What I am saying here applies to the greater identity of each reader. Give us a moment … Because you are usually so worried about preserving what you think of as your identity, we use terms like reincarnational selves or counterparts. If you truly understood the nature of your individuality, however, you would clearly see that there is no contradiction if I say that you are uniquely yourself, that your individuality has an indestructible validity that is never assailed, and when I also say that you are at the same time connected with other identities, each as sacredly inviolate as your own.
[... 18 paragraphs ...]
If you would identify with your own psychological reality, following the inward structure of thoughts and feelings, you would discover an inward psychological infinity. These “infinities” would reach of course into both an infinite past and future. Yet true infinity reaches far beyond past or future, and into all probabilities — not simply straightforward into time, or backward.
[... 6 paragraphs ...]
(Jane and I do not ascribe the elements making up our house adventures to that old catchall, “coincidence,” of course; at the same time we have no plans to statistically attempt anything with them either. So many variables are present that a separate analysis would be required for each individual involved — with “boundaries,” say, set as to the number of items to be considered in each case. Then what about temporal boundaries? Truly, for myself the whole house thing had its origins in my early childhood, over half a century ago. But Jane, being younger, would designate quite different limitations in time….
(A query: With the individual analyses done, would it be possible to incorporate them all into one masterwork? Such a project would be a formidable one, I think, and would take at least a book in itself.
[... 6 paragraphs ...]
(Pause at 11:20.) Experiencing that kind of series could lead to entirely different kinds of perception, in which infinities (pause) existed (pause) within a scale of its own. (In parentheses: The series would have its own kind of infinities.)
[... 1 paragraph ...]
A tree could be wired with lights, with each one having its own particular series [of waves]. The people who put up the tree might experience one Christmas Eve, while other consciousnesses, tuned in to the different series, could experience endless generations13 — and their perceptions would be quite as legitimate as those of the light-watchers who had erected the tree.
[... 14 paragraphs ...]
At least as she understands these concepts, Jane — and Seth — “took off” from them in individual, creative ways.
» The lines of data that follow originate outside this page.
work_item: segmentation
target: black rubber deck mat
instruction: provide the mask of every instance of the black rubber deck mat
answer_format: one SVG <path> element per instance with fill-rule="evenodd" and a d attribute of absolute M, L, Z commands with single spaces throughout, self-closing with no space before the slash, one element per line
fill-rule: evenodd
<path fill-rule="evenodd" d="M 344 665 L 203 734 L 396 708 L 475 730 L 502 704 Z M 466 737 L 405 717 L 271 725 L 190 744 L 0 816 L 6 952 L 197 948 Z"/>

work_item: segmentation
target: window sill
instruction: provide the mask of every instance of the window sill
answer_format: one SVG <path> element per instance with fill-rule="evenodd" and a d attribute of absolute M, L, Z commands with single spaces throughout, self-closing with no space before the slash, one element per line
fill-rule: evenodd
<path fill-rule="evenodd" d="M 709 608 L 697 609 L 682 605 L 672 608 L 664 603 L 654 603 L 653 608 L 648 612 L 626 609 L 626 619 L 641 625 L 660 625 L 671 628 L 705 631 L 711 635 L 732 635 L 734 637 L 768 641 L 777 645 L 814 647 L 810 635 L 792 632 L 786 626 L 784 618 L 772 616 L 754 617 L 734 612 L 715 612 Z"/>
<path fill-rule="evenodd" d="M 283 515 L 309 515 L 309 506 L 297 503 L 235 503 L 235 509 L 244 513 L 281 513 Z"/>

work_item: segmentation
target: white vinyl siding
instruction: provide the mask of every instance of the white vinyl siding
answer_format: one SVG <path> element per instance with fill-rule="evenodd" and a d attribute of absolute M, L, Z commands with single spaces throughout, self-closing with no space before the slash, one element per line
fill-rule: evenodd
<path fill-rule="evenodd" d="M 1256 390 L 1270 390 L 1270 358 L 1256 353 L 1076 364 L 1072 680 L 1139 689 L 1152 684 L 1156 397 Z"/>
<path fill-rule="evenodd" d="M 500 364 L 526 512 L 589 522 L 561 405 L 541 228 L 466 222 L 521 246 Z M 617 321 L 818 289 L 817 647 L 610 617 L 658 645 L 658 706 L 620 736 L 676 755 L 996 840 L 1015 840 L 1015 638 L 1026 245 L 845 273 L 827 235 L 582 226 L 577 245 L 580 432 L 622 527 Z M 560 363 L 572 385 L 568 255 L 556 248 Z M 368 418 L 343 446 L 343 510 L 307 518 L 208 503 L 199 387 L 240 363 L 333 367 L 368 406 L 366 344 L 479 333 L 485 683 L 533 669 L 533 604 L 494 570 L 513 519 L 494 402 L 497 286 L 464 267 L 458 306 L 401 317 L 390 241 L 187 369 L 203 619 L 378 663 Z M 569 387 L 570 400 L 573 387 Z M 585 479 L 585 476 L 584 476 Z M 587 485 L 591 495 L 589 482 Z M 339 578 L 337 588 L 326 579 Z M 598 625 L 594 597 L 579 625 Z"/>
For Chapter 19 of Politics (which is to be published in 1976) Jane transcribed from her library, in part: “If you imagine the official numbers 1 to 10 in a row, then there would be an infinite number of unofficial 1’s hidden in the 1 you saw, and an infinite number of spaces between the official 1 and 2. The position of the 1 on the paper would represent our sense-data world, while the invisible 1’s behind the official 1 would represent the official 1’s hidden values and infinite probabilities.”
[... 6 paragraphs ...]
In Note 1 for Session 739 I wrote that when Jane and I decided to buy the hill house (on February 21, 1975) we learned that the place next to it on the west would soon be for sale. I also commented that it would “be interesting to see what — if any — house connections develop.”
[... 2 paragraphs ...]
The odds against such a “coincidence” developing would be astronomical — except that the Millers had lived in a neighborhood close to the hill house several years ago (when the acquaintanceship with Louise Akins had been made), had moved out of state, then returned to buy the house next door to us. The house connection is still unique, however, considering that in the hill house Jane and I found ourselves bracketed east and west by people who knew one of her early students — who had in turn mentioned Jane to them. Interesting, that Frank Corio had been instrumental in bringing the Millers back to their favorite neighborhood, when in a city the size of Elmira there are at any time a number of homes for sale in “desirable” neighborhoods, including “ours.”